Using Neural Networks for Geometric Representation

Introduction

Monte Carlo ray tracing is a cornerstone of physically based rendering, simulating the complex transport of light in 3D environments to achieve photorealistic imagery. Central to this process is ray casting which determines and computes intersections between rays and scene geometry. Due to the computational cost of these intersection tests, spatial acceleration structures such as bounding volume hierarchies (BVHs) are widely employed to reduce the number of candidate primitives a ray must test against.

Despite decades of research and optimization, BVH-based ray tracing still poses challenges on modern hardware, particularly on Single-Instruction Multiple-Thread (SIMT) architectures like GPUs. BVH traversal is inherently irregular: it involves divergent control flow and unpredictable memory access patterns. These characteristics make it difficult to fully utilize the parallel processing power of GPUs, which excel at executing uniform, data-parallel workloads. As a result, even with the addition of specialized ray tracing hardware, such as RT cores, the cost of BVH traversal remains a bottleneck in high-fidelity rendering workloads.

In contrast, neural networks, especially fully connected networks, offer a regular and predictable computational pattern, typically dominated by dense matrix multiplications. These operations map well to GPU hardware, making neural network inference highly efficient on SIMT platforms. This contrast between the irregularity of BVH traversal and the regularity of neural network computation raises an intriguing question: Can we replace the BVH traversal in ray casting with a neural network to better exploit the GPU’s architecture?

This idea is beginning to gain traction as researchers explore alternative spatial acceleration strategies that leverage learned models. In this post, we dive into the motivation behind this approach, examine the challenges and opportunities it presents, and explore how our invention, Neural Intersection Function, might reshape the future of real-time and offline ray tracing.

Introducing the Neural Intersection Function (NIF)

The Neural Intersection Function (NIF) represents a significant departure from traditional BVH-based ray tracing. Proposed by AMD in 2023 [1], NIF integrates a neural network directly into the ray tracing pipeline, aiming to replace the irregular BVH traversal with a more GPU-friendly, regular computation.

Architecture and novelty

At the heart of NIF lies a multilayer perceptron (MLP) designed to evaluate the visibility of secondary rays. Unlike BVH traversal, which involves divergent memory access and branching—patterns that hinder GPU performance, NIF’s MLP operates through dense matrix multiplications, ensuring predictable memory access and efficient parallel execution on GPUs.

The architecture comprises of two main components: Outer Network and Inner Network. These two networks handle rays originating outside or inside the object’s AABB, respectively. Both networks utilize grid encoding to represent spatial features, determining visibility by processing ray-AABB intersection information, and use it as indices to retrieve the features stored in the grid.

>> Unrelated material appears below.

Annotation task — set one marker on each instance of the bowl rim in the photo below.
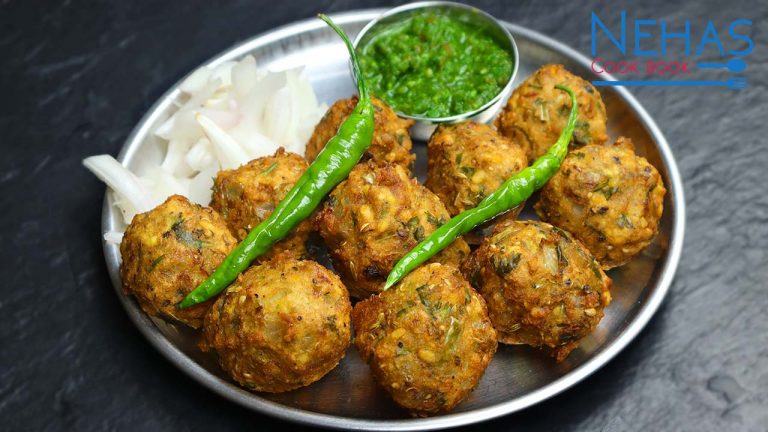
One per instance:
(503, 92)
(254, 401)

With its architecture, the NIF enables efficient computation and seamless integration into the ray tracing pipeline. Notably, it represents the first approach by AMD to incorporate a neural network within a BVH-based ray tracing framework. By targeting the most irregular and performance-critical component, namely the bottom-level BVH traversal, NIF offers a unified and accelerated solution for ray casting.

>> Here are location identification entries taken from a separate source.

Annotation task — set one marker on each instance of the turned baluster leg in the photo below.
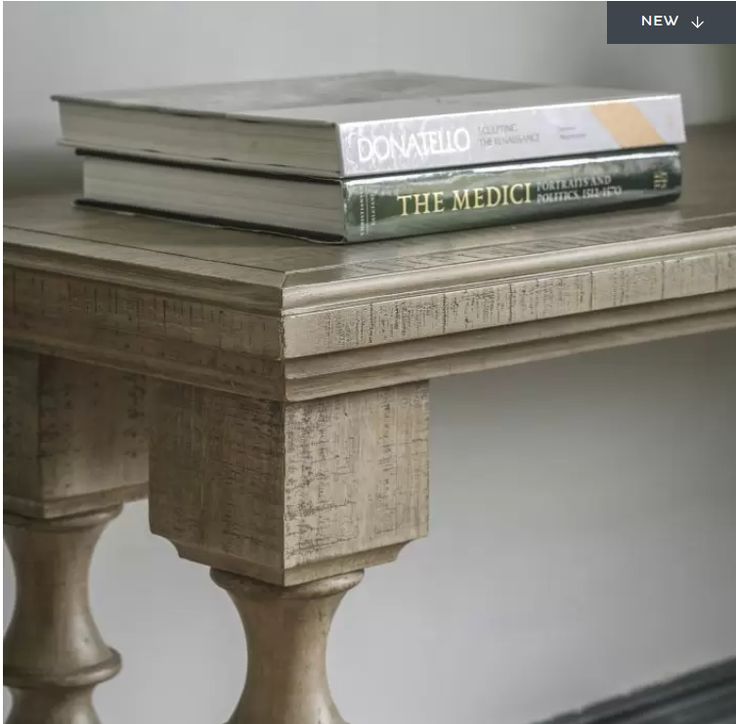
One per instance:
(76, 448)
(288, 502)
(54, 654)
(286, 630)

Through the use of grid encoding and MLPs, NIF replaces the most divergent aspects of BVH traversal with dense matrix multiplications. These are regular, predictable operations that map efficiently onto modern GPU hardware, leveraging specialized units such as AMD Matrix Cores, NVIDIA Tensor Cores, and Wave Matrix Multiply-Accumulate (WMMA) instructions for significant performance gains.

The experimental results demonstrate that NIF can reduce secondary ray casting time for direct illumination by up to 35% compared to traditional BVH-based implementations, all while maintaining image quality.

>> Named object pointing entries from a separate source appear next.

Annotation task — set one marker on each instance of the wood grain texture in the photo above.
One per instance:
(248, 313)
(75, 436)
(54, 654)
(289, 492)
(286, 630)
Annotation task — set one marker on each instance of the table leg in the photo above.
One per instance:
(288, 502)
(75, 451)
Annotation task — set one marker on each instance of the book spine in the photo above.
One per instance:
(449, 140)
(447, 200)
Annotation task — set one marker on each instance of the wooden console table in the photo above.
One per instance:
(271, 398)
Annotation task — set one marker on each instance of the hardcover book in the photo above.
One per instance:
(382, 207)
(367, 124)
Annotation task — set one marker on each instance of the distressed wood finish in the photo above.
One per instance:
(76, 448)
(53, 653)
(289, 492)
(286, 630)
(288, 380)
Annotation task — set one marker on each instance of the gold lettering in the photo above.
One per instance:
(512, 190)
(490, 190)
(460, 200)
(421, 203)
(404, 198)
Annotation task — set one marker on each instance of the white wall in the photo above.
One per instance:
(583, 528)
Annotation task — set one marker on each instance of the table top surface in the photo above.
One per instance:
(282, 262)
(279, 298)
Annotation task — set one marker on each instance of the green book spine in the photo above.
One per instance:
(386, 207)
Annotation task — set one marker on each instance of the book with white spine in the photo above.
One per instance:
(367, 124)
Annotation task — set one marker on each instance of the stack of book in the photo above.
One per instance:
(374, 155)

Figure 1 illustrates the architecture of the Outer network of NIF.

Figure 1: The outer network of NIF. Starting from the left of the figure, the original 3D position is converted into a 2D spherical coordinate by the transformation function. After that, the 2D spherical coordinate is used to retrieve the corresponding feature vector from the grid. The final content of the feature vector is bi-linearly interpolated by considering the neighbor indices. Direction is handled by the same logic. Finally, the feature vectors are concatenated to form the input for MLP. During the backpropagation, those trainable feature vectors are also updated. The inner network adopts a similar architecture with an additional feature vector derived from the distance.

Limitations

Despite its innovative design, NIF comes with several notable limitations. First, it relies on online training that is specific to the current viewpoint in a scene. While this allows NIF to adapt to dynamic environments through continual retraining, it also introduces latency and computational overhead. More critically, NIF still depends on traditional BVHs during the training phase to generate ground truth data, meaning it cannot fully eliminate the BVH structure from the rendering pipeline.

In addition, the original NIF is currently restricted to shadow rays, limiting its applicability across the full range of ray types used in rendering. From a memory standpoint, even though the neural networks are compact and compressed, they still impose a non-trivial memory overhead, particularly problematic for memory-constrained systems.

Enhancing NIF: The Locally-Subdivided Neural Intersection Function (LSNIF)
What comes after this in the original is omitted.